Жизнь в Архангельске продолжала идти по-старому. В мае 1918 года в город прибыла правительственная ревизионная комиссия в составе сорока человек. Ее сопровождал отряд из тридцати трех латышских стрелков. По словам М. С. Кедрова, старого большевика, возглавлявшего комиссию, «трудно было поверить, что власть в течение целых семи месяцев находилась в руках Советов». Функционировали учреждения времен монархии и Временного правительства, городское самоуправление, военно-промышленные комитеты, земские управы (представлявшие преимущественно мелкопоместное дворянство и кулачество). Власть в Архангельске фактически была в руках буржуазии, которая не сидела сложа руки, поскольку Архангельский совет существовал номинально и вся деятельность в городе осуществлялась под контролем эсеро-меньшевистского большинства вкупе с Городской думой. Со времен Керенского, как установила комиссия, там ничего не изменилось. Выплачивались деньги священникам за преподавание в школах закона божьего, выдавались деньги на содержание церковного причта и пособие на топливо; офицеры, продолжавшие проживать в городе, не имея на то разрешения, получали квартирные и т. д. Выплачивались проценты по царским займам — и все это в нарушение советских законов.

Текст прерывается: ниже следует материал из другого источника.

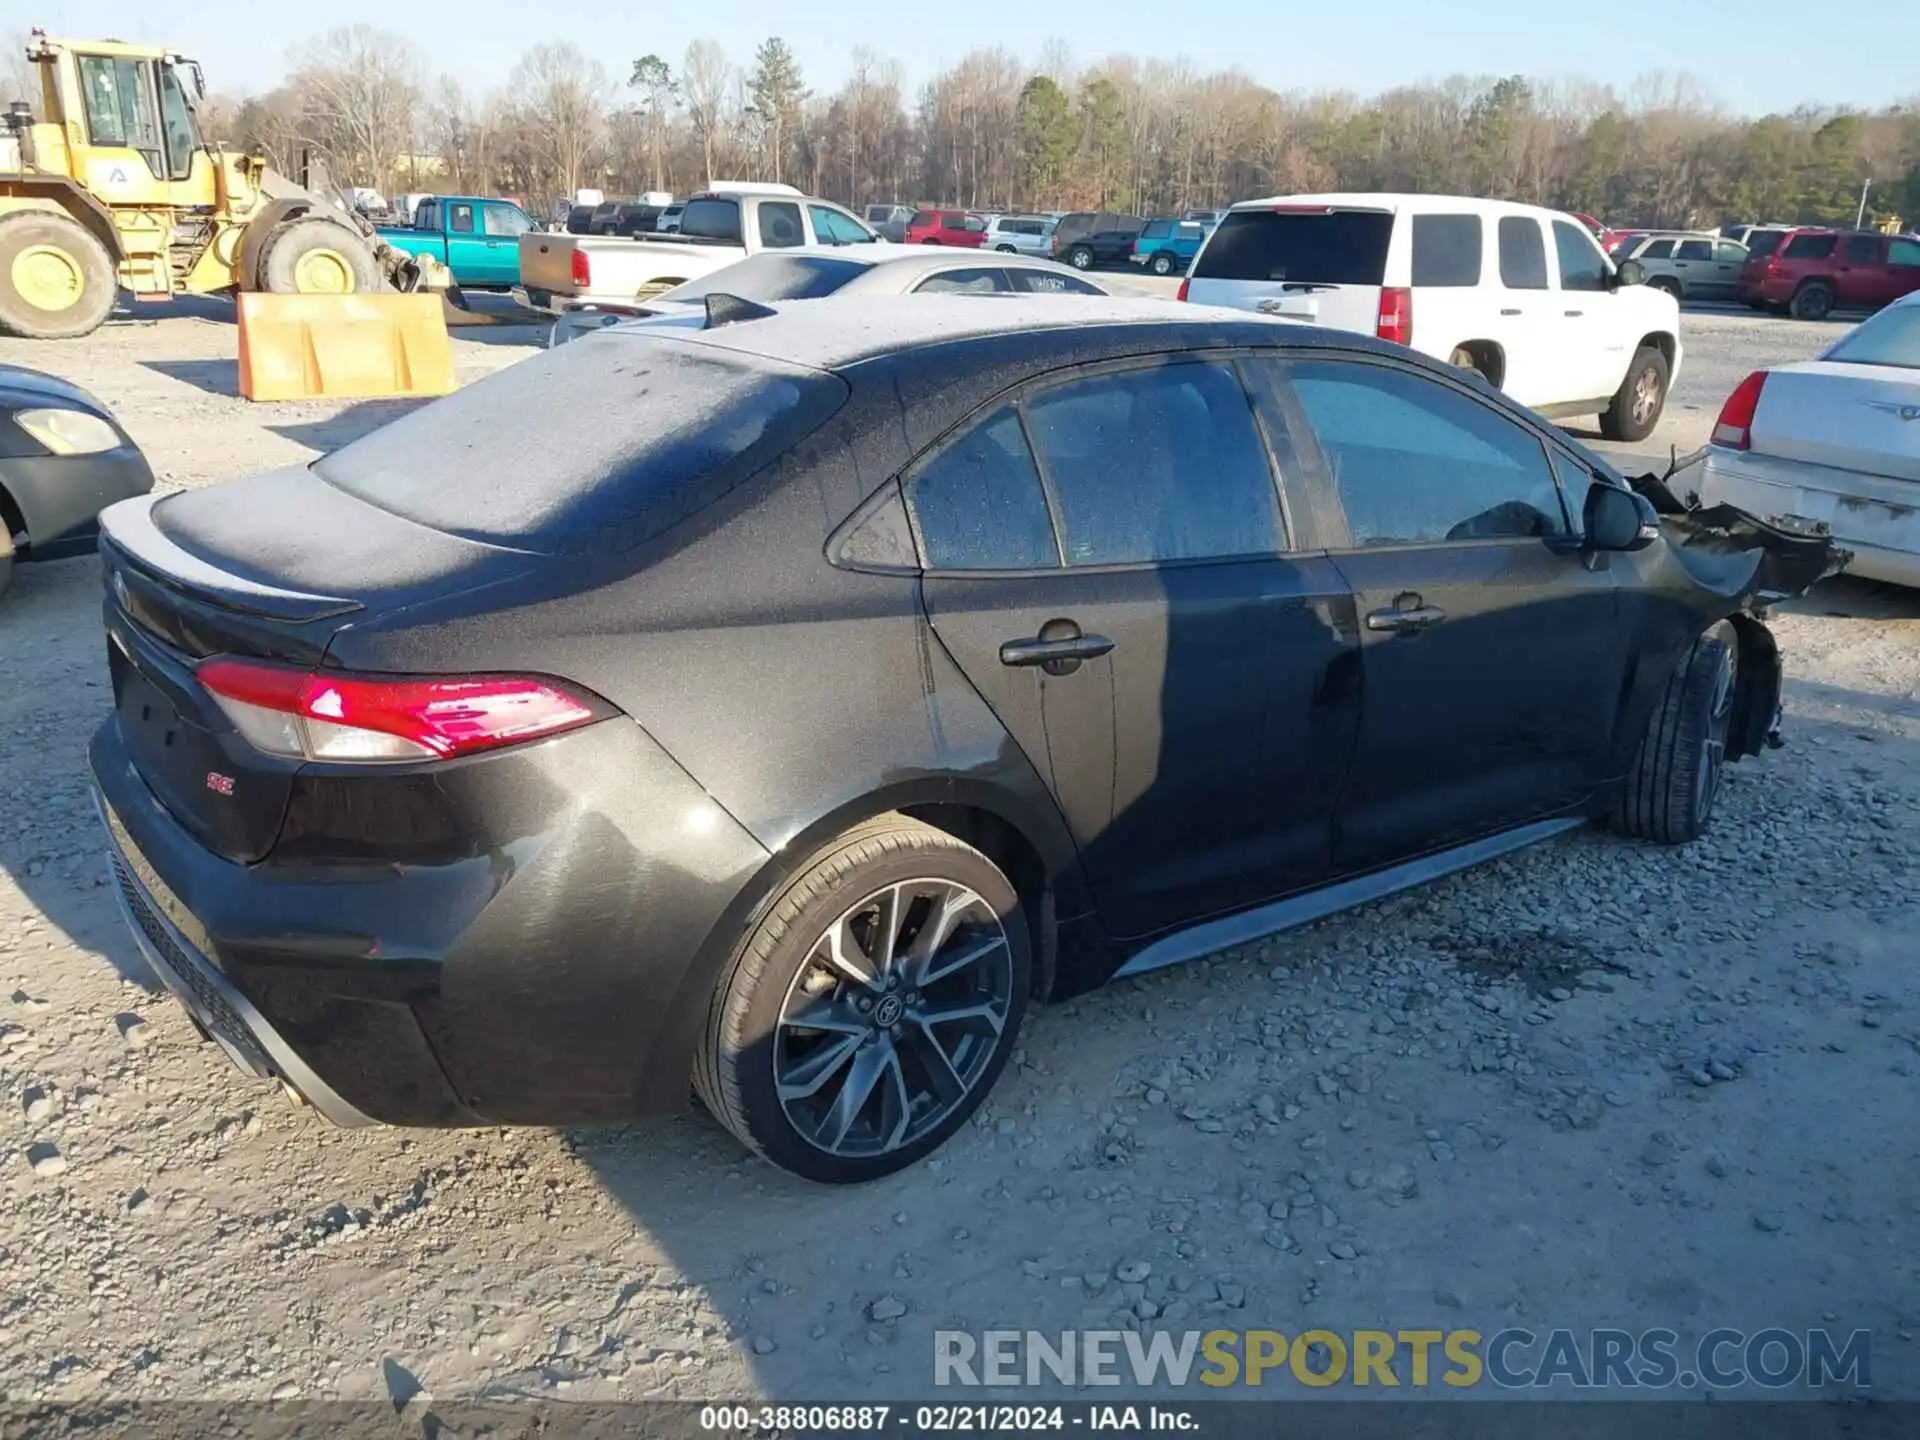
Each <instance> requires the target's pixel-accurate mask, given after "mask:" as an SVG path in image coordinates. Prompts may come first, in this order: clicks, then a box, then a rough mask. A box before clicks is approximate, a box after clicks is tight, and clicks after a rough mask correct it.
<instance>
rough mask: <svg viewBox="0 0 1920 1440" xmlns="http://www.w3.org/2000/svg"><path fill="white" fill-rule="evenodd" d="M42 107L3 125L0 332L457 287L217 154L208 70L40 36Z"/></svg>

Не удивительно, что Янг в течение этих первых месяцев не ощущал, что произошли исторические перемены. В его весьма отрывочном дневнике сохранились записи того времени. «Революционный комитет взял в свои руки власть в Архангельске», — пишет Янг. Мы уже знаем, что это не означало каких-либо существенных перемен в городе. 24 ноября Янг записал, что посетил председателя Архангельского совета для. выяснения вопроса об охране британских граждан и их имущества. 28 ноября французский и американский консулы явились к нему, чтобы «обсудить обстановку». Два дня спустя: «Заходил Кемп, очень встревоженный. Хочет, чтобы я отправил В. и других женщин на родину». 2 декабря: «Три женщины уезжают, местная газета публикует сообщение об отъезде всех англичан». 5 декабря: «Проктор возвращается (из Петрограда)». 6 декабря: «Проктор прибыл в панике». Смысл этих записей становится ясным, когда мы читаем воспоминания Янга. Он пишет, что Кемп был одним из «страшных паникеров в союзных миссиях». «Кемп служил в Китае во время „боксерского восстания“[21], и в силу своего поверхностного знакомства с Россией он судил о русском народе, очевидно, так же, как о китайских „боксерах“. Его вечно преследовали кошмары вторжения в посольства и консульства». Сходную характеристику Проктора можно найти в документах британского министерства иностранных дел. Близким другом Проктора был один коммерсант, который благодаря знанию русского языка и деловой сноровке «стал прямо-таки оракулом в британских военно-морских миссиях в вопросах русской действительности, совершенно ему незнакомой», После февральской революции Проктор стал «опаснейшим паникером», которому повсюду мерещились убийства. После того как «герои в серых шинелях» отказались продолжать сражаться на условиях союзников, он еще более озлобился. Октябрьская революция, естественно, усилила его тревожные настроения. «Он трепал нам нервы, отрывал от важных и срочных дел, предсказывая неминуемую гибель, и, уж конечно, его не нужно было уговаривать последовать за союзными миссиями в более спокойные края».
Ирония, с которой Янг описывает этих людей, становится понятной, если прочесть, что он писал год спустя в газете «Таймс» (6 января 1919 года), обращаясь все к тому же Кемпу, ставшему вице-адмиралом. «Что касается британских резидентов в Архангельске, то я могу со всей ответственностью заявить: их не только не притесняли, но им были предоставлены привилегии и льготы, на которые они не могли и рассчитывать! Я уверен в том, что, если бы они имели возможность высказать свое мнение, они горько жаловались бы не на большевиков, а на дипломатических представителей союзных стран за то, что они бежали под прикрытие пушек, предоставив английским мужчинам, женщинам и детям самим искать спасения от надвигающихся волн интервенции» (сам Кемп бежал с союзной миссией 17 декабря 1917 года). Янг продолжает: «Все мы жили месяцами в страхе, боясь массовых насилий по подстрекательству немцев, но меня не страшила возможность произвола по наущению или с одобрения ответственных советских властей. Я рад представившемуся случаю заявить, что советские представители всегда были отзывчивы и относились с вниманием к нашим обоснованным требованиям в отличие от невежливых и чванливых чиновников Российской империи».
21
Восстание крестьянской и городской бедноты в Северном Китае в 1899–1901 годах. Являлось высшим этапом в стихийной борьбе китайского народа против империалистического проникновения в страну.